Marian Lamoureux, B.Mus., B.Ed., a piano instructor based in Hinsdale, Illinois, has been at the bench with students for more than four decades. Across that time, she has watched the practice-minutes default produce results that range from indifferent to actively counterproductive. She has come to believe the field is asking the wrong question.

The shift she advocates is short. Stop counting minutes. Start choosing the right music.

The Problem With Practice Time as a Metric

The conversation between teachers, parents, and students has long centered on duration. A student who logs forty-five minutes a day, the thinking goes, is doing the work. A student who logs only fifteen is not.

“The number on the fridge is doing almost none of the work people imagine it is,” Lamoureux says. In her experience, time at the bench correlates only loosely with progress at the bench. The student who shows up to the piano while resenting it can spend an hour absorbing almost nothing.

“Practice time alone has never produced a real musician. The right minutes have,” Lamoureux says. The chart, in her telling, is a comfort to parents and a tax on students. It is rarely a tool for growth.

A Connection-First Mindset in a Compliance-Focused Field

The default Lamoureux pushes against is not just numerical. It is a broader assumption that piano study is a compliance exercise. The student does what the teacher assigns. The student logs what the parent expects. The student earns the next book.

She believes the model fails on a basic test. “When I see a student dragged through a Czerny exercise for forty minutes, I see a student who is going to quit at fourteen,” Lamoureux says.
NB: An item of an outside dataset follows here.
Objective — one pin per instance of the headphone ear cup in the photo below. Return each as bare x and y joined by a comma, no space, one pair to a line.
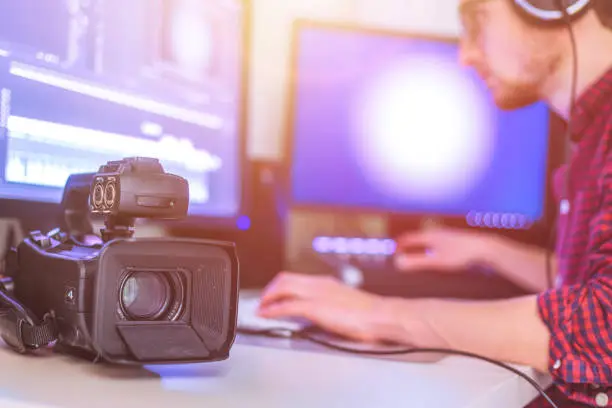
545,11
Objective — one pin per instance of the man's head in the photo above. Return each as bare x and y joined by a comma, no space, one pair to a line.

The compliance-first model produces students who comply for a few years and then leave the instrument behind for good.

The alternative she advocates puts personal connection at the center of every decision in the lesson. The piece has to meet the student. The student’s reaction to the piece, in turn, shapes the next assignment. The connection is the system.

A Career Built Inside the Question

Lamoureux earned the right to push back on the default the long way. She began teaching at sixteen in Ontario, Canada, after starting piano lessons at seven. She studied at the University of Western Ontario, supported by scholarships to the university and to the Banff School of Fine Arts. She earned an Honors Bachelor of Music in Music Education and a Bachelor of Education, and she received her teaching certification in 1984.

For ten years she taught in the Ontario school system while running a private piano studio out of her home. The classroom and the home studio gave her two views of the same question. In both rooms, students who were connected to the music in front of them grew. Students who were going through the motions did not.

She moved to Hinsdale, Illinois, in 1999 and stepped away from classroom teaching for a decade to focus on her three children. When she returned to her home studio full-time, she returned with the conviction the two careers had built. Practice without personal connection was a treadmill. Practice with personal connection was real work.

Why Personal Connection Matters

The shift Lamoureux argues for is not theoretical. It changes what happens during the thirty minutes a child sits at the piano on a given afternoon.

“I have had students who practiced thirty focused minutes a day outpace students who logged an hour with the television on,” Lamoureux says. The first student knew what they were trying to fix. The second student was passing time at an instrument.

In her studio, students are taught what good practice looks like before they are asked to do more of it. The hour rule, she says, is no replacement for the slow careful attention a piece demands. Lamoureux walks parents through the difference, often during the first month a new student joins the studio.

The Role of Repertoire Choice

The piece on the music stand is, in Lamoureux’s view, the lever most piano teachers underuse. The wrong piece in a given week will produce a student who resists the bench. The right piece can keep that same student playing for years.

“The right piece in the right week can keep a student playing for another year. The wrong piece can quietly close the door,” Lamoureux says. She chooses repertoire student by student, often with input from the student. Sometimes that means a sonatina. Sometimes that means a careful arrangement of a song the student already loves.

“I will assign a piece a student would not have picked, but only if I can explain why it is on the bench,” Lamoureux says. The framing changes how the student practices it. The piece has a purpose, not just a position in the book.

The Role of the Parent in the Lesson Year

Lamoureux’s argument extends to the family of the student, not only the student. The parent who tracks minutes is, in her view, often filling a role no one assigned. The work parents can do well, she says, is different.

“I tell parents to listen for short stretches of slow careful playing, not for an hour of running pieces. That is what good practice sounds like at home,” Lamoureux says. The parent who recognizes the sound of real work, in her telling, becomes a better partner to both the student and the teacher.

Discipline as Quiet Consistency

Lamoureux’s argument is not against discipline. The opposite. She believes piano study requires real discipline, and that the compliance model often substitutes for it. Compliance is loud. Discipline is quiet.

Her own discipline shows up outside the studio in the same shape. She hikes. She cycles. She cooks for her family and friends. She and her family return to a cottage in Canada when they can. None of those are crash projects. All of them reward slow attention paid over time, which is the kind of attention she wants from her students at the bench.

A Call for Change in Piano Teaching

Lamoureux does not advocate for a wholesale rewrite of the field. She does advocate for a change in the questions parents and teachers are asking. How long did the student practice. Did they make it through the book. Did they hit the recital piece cleanly. Those questions, she says, are downstream of a more important one.

“Choosing music for a student is not about indulgence. It is about reading what they actually need that month,” Lamoureux says. The teacher who reads the student well will produce a student who keeps playing. The teacher who runs the syllabus will produce a student who quits at fourteen.

The piece has to meet the student. The default of the field still does not, in her view, take that principle seriously enough.

“If we want students at the piano in twenty years, we have to stop asking how long they practiced and start asking what they practiced,” Lamoureux says.